Fungal cell cultures were used for the first time for the biotransformation of methyloestrenolone (1), an oral contraceptive. Fermentation of 1 with Macrophomina phaseolina, Aspergillus niger, Gibberella fujikuroi, and Cunninghamella echinulata produced eleven metabolites 2-12, six of which 2-5, 11 and 12 were found to be new. These metabolites were resulted from the hydroxylation at C-1, C-2, C-6, C-10, C-11, and C-17α-CH3, as well as aromatization of ring A of the steroidal skeleton of substrate 1. The transformed products were identified as 17α-methyl-6ß,17ß-dihydroxyestr-4-en-3-one (2), 17α-(hydroxymethyl)-11ß,17ß-dihydroxyestr-4-en-3-one (3), 17α-methyl-2α,11ß,17ß-trihydroxyestr-4-en-3-one (4), 17α-methyl-1ß,17ß-dihydroxyestr-4-en-3-one (5), 17α-methyl-11α,17ß-dihydroxyestr-4-en-3-one (6), 17α-methyl-11ß,17ß-dihydroxyestr-4-en-3-one (7), 17α-methyl-10ß,17ß-dihydroxyestr-4-en-3-one (8), 17α-(hydroxymethyl)-17ß-hydroxyestr-4-en-3-one (9), 17α-methylestr-1,3,5(10)-trien-3,17ß-diol (10), 17α-methyl-3,17ß-dihydroxyestr-1,3,5(10)-trien-6-one (11), and 17α-methyl-6ß,10ß,17ß-trihydroxyestr-4-en-3-one (12).

Synthesis of some potent immunomodulatory and anti-inflammatory metabolites by fungal transformation of anabolic steroid oxymetholone.

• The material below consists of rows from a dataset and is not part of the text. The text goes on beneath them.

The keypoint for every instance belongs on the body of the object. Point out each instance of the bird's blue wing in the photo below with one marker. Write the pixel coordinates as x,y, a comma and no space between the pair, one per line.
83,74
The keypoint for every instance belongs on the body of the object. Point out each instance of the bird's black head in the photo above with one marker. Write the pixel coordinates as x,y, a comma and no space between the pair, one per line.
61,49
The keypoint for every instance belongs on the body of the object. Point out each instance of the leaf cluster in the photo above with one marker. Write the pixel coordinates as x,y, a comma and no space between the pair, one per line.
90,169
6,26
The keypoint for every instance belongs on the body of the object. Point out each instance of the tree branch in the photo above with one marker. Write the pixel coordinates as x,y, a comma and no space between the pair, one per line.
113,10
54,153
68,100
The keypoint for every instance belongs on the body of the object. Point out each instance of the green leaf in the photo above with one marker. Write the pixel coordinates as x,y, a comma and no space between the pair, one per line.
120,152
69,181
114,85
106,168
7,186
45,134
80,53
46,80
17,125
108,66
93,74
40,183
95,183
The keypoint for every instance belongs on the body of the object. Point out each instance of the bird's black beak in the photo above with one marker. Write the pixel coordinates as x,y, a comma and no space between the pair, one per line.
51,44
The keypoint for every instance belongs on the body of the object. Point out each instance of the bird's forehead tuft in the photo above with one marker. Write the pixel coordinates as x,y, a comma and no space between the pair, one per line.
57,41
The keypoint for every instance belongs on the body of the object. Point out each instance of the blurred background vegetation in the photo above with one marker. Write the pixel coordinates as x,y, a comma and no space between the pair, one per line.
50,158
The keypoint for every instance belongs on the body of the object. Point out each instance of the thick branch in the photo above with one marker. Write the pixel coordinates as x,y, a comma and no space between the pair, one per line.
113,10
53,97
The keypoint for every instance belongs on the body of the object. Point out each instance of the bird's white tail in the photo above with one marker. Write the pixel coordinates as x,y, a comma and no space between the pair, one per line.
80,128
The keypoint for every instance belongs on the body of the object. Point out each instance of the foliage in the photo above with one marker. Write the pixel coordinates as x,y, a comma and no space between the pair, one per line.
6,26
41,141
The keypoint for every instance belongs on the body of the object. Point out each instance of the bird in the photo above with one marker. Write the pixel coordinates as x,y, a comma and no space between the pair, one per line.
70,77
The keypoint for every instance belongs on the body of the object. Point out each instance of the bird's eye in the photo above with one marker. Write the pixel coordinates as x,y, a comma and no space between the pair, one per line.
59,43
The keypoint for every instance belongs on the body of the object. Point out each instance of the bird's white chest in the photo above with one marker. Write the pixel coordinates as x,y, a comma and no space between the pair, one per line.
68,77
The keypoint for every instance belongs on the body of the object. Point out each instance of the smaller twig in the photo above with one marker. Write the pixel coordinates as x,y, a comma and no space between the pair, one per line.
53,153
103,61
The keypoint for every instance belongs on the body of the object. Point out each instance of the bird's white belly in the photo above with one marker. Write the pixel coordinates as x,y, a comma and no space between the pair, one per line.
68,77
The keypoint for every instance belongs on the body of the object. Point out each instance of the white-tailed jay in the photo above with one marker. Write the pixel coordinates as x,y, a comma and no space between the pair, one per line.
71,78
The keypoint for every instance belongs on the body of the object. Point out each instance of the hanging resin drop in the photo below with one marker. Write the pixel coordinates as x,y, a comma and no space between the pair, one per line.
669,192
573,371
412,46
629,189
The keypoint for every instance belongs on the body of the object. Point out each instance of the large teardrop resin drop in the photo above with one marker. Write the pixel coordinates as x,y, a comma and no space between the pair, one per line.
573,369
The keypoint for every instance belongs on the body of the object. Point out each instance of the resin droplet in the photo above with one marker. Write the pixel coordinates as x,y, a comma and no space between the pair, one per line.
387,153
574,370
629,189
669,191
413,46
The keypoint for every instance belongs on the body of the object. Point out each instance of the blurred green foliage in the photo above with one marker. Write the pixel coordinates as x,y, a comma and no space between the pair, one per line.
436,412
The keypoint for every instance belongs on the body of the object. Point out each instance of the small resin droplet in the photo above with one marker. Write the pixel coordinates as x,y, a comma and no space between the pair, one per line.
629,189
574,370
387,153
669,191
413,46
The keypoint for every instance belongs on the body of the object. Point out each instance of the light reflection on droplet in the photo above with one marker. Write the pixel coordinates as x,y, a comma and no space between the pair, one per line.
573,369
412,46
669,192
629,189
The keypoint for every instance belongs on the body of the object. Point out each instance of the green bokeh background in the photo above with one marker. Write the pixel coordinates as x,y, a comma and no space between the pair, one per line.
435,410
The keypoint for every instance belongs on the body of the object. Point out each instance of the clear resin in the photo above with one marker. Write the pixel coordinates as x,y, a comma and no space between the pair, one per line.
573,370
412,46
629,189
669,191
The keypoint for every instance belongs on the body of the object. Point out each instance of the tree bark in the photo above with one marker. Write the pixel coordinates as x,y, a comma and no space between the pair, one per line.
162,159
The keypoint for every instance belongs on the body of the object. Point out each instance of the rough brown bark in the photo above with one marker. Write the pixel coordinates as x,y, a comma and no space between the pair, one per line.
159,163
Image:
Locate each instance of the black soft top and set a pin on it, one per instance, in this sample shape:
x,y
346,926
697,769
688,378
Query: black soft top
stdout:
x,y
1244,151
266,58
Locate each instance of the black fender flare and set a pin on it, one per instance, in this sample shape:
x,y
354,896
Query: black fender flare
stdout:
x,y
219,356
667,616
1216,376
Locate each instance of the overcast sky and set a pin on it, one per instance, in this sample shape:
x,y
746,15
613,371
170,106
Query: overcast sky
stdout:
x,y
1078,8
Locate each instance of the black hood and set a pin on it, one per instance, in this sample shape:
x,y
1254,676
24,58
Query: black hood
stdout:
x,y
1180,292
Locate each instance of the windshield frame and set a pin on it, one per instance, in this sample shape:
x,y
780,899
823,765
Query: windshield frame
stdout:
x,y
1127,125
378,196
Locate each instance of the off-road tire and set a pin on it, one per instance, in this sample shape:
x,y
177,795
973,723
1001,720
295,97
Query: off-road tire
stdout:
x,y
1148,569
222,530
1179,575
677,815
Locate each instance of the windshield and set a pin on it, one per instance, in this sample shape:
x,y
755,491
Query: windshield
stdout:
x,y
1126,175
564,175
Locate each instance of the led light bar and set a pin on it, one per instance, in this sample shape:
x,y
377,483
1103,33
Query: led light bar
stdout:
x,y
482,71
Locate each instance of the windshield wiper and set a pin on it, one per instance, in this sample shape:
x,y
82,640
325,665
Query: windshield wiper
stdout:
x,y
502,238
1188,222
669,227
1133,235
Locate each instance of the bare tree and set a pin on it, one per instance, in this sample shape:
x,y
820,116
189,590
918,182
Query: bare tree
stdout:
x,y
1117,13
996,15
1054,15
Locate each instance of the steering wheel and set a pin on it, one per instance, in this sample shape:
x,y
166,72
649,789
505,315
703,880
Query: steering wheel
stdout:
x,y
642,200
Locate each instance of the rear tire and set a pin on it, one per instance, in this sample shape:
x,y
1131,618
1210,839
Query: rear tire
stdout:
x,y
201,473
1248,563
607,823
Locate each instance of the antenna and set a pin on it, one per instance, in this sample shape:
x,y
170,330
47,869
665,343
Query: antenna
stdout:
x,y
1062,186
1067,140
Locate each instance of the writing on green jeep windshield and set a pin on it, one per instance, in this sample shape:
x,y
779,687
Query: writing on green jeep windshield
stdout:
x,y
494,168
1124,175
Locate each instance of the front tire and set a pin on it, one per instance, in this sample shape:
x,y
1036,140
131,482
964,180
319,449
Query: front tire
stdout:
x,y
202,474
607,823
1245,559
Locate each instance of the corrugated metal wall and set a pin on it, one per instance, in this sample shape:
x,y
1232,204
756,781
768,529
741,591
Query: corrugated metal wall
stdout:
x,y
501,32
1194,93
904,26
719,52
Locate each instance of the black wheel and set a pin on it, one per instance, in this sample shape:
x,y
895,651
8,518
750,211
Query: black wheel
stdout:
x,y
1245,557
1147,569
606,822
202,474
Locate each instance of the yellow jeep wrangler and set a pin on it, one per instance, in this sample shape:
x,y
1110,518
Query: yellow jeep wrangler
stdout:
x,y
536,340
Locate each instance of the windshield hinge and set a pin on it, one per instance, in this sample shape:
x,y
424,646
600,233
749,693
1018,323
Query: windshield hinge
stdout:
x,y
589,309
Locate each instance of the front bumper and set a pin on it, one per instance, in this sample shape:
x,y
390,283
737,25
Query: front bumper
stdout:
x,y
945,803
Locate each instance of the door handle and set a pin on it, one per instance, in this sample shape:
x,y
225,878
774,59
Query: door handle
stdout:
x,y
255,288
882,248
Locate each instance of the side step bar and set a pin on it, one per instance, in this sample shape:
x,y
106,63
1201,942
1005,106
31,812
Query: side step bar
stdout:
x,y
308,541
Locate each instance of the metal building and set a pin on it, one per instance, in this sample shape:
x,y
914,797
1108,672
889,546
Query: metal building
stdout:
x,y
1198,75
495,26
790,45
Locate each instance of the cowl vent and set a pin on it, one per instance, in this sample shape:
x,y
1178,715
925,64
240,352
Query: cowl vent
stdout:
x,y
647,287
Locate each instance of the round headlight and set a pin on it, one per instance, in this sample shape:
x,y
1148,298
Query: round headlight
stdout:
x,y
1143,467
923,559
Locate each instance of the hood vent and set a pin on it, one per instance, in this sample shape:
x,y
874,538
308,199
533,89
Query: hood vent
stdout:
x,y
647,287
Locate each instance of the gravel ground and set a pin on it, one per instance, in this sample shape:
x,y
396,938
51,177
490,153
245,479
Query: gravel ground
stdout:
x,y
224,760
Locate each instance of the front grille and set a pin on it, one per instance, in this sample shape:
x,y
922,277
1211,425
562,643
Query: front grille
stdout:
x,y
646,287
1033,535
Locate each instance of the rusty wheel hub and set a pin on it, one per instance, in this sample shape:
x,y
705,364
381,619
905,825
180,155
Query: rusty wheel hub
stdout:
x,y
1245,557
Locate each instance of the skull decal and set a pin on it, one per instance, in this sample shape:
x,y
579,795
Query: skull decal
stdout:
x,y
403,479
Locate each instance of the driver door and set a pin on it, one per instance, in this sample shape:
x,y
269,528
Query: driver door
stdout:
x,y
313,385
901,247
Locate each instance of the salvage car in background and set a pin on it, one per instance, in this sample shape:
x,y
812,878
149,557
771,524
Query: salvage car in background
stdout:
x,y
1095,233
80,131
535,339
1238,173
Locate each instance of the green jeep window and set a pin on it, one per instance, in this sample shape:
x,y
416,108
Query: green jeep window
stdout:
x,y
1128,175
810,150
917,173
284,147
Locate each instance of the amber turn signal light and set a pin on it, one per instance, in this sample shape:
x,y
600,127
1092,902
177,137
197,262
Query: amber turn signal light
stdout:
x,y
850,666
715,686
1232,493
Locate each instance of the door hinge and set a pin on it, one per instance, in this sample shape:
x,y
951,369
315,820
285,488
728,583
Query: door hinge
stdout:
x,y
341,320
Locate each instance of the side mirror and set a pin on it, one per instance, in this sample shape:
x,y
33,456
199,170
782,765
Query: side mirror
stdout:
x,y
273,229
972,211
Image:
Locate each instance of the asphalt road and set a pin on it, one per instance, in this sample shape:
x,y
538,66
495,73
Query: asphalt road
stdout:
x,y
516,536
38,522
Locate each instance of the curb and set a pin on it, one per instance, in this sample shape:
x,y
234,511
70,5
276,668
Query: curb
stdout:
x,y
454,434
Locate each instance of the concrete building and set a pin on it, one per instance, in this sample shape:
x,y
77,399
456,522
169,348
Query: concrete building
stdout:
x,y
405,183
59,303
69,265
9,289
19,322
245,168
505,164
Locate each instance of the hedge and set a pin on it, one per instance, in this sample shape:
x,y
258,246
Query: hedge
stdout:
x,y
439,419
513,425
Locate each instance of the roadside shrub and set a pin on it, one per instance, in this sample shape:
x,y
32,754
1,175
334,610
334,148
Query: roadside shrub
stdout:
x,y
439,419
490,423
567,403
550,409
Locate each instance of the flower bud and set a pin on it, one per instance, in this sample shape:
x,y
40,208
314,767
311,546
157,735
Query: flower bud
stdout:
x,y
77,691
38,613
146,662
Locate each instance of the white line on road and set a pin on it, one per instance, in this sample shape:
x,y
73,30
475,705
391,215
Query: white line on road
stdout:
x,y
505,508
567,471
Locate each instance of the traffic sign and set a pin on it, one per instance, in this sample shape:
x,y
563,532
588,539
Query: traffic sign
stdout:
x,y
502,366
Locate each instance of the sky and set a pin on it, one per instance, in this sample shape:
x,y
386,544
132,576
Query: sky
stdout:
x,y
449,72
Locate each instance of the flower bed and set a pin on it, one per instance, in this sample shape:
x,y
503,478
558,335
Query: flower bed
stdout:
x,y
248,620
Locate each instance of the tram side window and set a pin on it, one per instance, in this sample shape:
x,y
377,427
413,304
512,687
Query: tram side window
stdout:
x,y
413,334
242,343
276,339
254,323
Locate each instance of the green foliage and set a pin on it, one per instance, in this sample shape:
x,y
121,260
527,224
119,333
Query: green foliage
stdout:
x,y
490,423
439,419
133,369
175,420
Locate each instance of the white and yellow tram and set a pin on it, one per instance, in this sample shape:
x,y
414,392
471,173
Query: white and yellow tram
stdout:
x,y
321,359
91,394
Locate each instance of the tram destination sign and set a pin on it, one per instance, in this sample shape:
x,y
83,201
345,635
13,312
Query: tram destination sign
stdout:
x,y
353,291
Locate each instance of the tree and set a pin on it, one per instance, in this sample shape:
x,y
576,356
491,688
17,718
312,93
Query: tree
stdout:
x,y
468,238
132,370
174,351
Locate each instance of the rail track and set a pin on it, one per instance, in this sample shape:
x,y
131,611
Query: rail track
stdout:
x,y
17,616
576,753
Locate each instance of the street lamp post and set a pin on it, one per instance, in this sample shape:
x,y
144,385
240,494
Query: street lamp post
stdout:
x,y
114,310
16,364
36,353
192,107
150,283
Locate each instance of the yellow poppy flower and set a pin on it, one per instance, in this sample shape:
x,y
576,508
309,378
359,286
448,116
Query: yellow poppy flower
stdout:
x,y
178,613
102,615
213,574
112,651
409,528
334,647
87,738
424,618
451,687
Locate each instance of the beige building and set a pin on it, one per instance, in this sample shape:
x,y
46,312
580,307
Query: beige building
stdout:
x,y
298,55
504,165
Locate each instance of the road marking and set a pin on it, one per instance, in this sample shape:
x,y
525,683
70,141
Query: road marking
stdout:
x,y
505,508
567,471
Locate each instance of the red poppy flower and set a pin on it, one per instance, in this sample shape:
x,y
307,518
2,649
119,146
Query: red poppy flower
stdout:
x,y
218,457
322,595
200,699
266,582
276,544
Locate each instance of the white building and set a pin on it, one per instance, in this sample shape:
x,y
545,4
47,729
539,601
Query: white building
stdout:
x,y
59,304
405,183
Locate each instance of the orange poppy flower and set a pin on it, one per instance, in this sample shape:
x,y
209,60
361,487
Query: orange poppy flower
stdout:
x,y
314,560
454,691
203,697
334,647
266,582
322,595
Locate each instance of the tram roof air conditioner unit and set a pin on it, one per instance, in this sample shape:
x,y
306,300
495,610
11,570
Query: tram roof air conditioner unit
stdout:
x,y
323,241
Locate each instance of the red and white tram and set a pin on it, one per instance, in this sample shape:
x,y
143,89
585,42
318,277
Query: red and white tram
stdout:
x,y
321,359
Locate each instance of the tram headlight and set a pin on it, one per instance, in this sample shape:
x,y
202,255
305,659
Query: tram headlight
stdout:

BACKGROUND: Biotransformation of organic compounds by using microbial whole cells provides an efficient approach to obtain novel analogues which are often difficult to synthesize chemically. In this manuscript, we report for the first time the microbial transformation of a synthetic anabolic steroidal drug, oxymetholone, by fungal cell cultures. RESULTS: Incubation of oxymetholone (1) with Macrophomina phaseolina, Aspergillus niger, Rhizopus stolonifer, and Fusarium lini produced 17ß-hydroxy-2-(hydroxy-methyl)-17α-methyl-5α-androstan-1-en-3-one (2), 2α,17α-di(hydroxyl-methyl)-5α-androstan-3ß,17ß-diol (3), 17α-methyl-5α-androstan-2α,3ß,17ß-triol (4), 17ß-hydroxy-2-(hydroxymethyl)-17α-methyl-androst-1,4-dien-3-one (5), 17ß-hydroxy-2α-(hydroxy-methyl)-17α-methyl-5α-androstan-3-one (6), and 2α-(hydroxymethyl)-17α-methyl-5α-androstan-3ß-17ß-diol (7). Their structures were deduced by spectral analyses, as well as single-crystal X-ray diffraction studies. Compounds 2-5 were identified as the new metabolites of 1. The immunomodulatory, and anti-inflammatory activities and cytotoxicity of compounds 1-7 were evaluated by observing their effects on T-cell proliferation, reactive oxygen species (ROS) production, and normal cell growth in MTT assays, respectively. These compounds showed immunosuppressant effect in the T-cell proliferation assay with IC50 values between 31.2 to 2.7 µg/mL, while the IC50 values for ROS inhibition, representing anti-inflammatory effect, were in the range of 25.6 to 2.0 µg/mL. All the compounds were found to be non-toxic in a cell-based cytotoxicity assay. CONCLUSION: Microbial transformation of oxymetholone (1) provides an efficient method for structural transformation of 1. The transformed products were obtained as a result of de novo stereoselective reduction of the enone system, isomerization of double bond, insertion of double bond and hydroxylation. The transformed products, which showed significant immunosuppressant and anti-inflammatory activities, can be further studied for their potential as novel drugs.